Karena itu untuk menjaga stabilitas pangan, pemerintah terus bergerak, baik menerbitkan kebijakan seperti Harga Eceran Tertinggi (HET) maupun Harga Acuan untuk petani, maupun aksi langsung di lapangan. Kementerian Pertanian juga sejak dua tahun terakhir mengembangkan Toko Tani Indonesia (TTI) untuk menjaga stabilisasi harga pangan di tingkat konsumen.
Satu harapan pemerintah dengan adanya TTI dapat memotong mata rantai pemasaran yang selama ini terlalu panjang. Jika sebelumnya mencapai delapan hingga sembilan tahapan, maka dengan TTI bisa terpangkas tinggal tiga tahap.

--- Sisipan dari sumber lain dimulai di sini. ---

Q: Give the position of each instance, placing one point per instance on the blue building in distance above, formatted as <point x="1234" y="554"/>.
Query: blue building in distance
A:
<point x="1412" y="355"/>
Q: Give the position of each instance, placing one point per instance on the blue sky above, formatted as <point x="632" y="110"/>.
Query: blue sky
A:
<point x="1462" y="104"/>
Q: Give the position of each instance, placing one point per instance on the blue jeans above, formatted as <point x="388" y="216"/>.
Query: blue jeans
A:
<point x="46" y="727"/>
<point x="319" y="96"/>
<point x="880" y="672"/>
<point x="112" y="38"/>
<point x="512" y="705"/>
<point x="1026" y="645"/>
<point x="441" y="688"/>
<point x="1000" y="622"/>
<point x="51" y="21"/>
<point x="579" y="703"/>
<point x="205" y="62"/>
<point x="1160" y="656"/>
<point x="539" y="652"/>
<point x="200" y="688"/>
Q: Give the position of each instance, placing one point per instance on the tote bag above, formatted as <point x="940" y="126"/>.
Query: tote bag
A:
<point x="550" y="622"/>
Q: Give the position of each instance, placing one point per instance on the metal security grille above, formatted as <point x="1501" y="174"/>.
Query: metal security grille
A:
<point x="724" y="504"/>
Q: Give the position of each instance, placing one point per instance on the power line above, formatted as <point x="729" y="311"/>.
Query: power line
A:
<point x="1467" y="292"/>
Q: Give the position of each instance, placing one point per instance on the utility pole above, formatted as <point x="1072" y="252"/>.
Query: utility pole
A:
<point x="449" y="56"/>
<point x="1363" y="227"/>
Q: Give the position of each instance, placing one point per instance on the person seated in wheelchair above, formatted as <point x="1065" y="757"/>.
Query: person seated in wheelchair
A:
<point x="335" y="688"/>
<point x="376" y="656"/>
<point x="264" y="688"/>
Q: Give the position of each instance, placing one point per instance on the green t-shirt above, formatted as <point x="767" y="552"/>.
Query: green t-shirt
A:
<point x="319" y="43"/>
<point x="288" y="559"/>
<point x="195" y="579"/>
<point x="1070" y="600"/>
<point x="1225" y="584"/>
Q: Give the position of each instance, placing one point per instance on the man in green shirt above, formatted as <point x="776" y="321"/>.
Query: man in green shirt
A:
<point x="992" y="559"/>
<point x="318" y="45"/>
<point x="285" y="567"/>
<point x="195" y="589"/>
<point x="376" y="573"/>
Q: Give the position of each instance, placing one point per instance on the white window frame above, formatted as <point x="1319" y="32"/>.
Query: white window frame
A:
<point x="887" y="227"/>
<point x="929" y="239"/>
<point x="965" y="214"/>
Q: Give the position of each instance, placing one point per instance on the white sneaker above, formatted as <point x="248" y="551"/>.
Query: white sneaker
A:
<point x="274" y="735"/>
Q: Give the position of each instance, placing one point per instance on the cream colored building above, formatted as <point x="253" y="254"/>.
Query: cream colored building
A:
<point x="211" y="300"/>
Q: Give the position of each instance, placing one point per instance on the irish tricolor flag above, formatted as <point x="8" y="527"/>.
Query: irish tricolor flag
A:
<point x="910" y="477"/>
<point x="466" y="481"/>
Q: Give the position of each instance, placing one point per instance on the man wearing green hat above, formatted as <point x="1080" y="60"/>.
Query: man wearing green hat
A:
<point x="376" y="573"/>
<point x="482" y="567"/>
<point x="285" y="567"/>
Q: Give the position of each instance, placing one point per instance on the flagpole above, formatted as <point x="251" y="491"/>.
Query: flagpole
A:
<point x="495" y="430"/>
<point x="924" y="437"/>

Sementara guna mengawasi ‘tingkah laku’ pelaku usaha dalam berbisnis, pemerintah pun membentuk Satuan Tugas (Satgas) Pangan. Terbukti adanya Satgas Pangan telah membuat pelaku usaha mulai jera.
Bahkan saat peringatan Hari Lahir Pancasila 1 Juni dan Hari Krida Pertanian 2018 21 Juni, Menteri Pertanian, Andi Amran Sulaiman menetapkan sebagai momentum pemerintah untuk serius memberantas praktek kartel yang menjadi momok dalam sektor pangan Indonesia.
Semoga Pertanian di Negeri Agraris ini akan terus maju dan berkembang sehigga tercipta kesejahteraan bagi pelakunya dan seluruh penduduk dinegeri ini, Jayalah Indonesia, Potret Pertanian. (PrasetyO)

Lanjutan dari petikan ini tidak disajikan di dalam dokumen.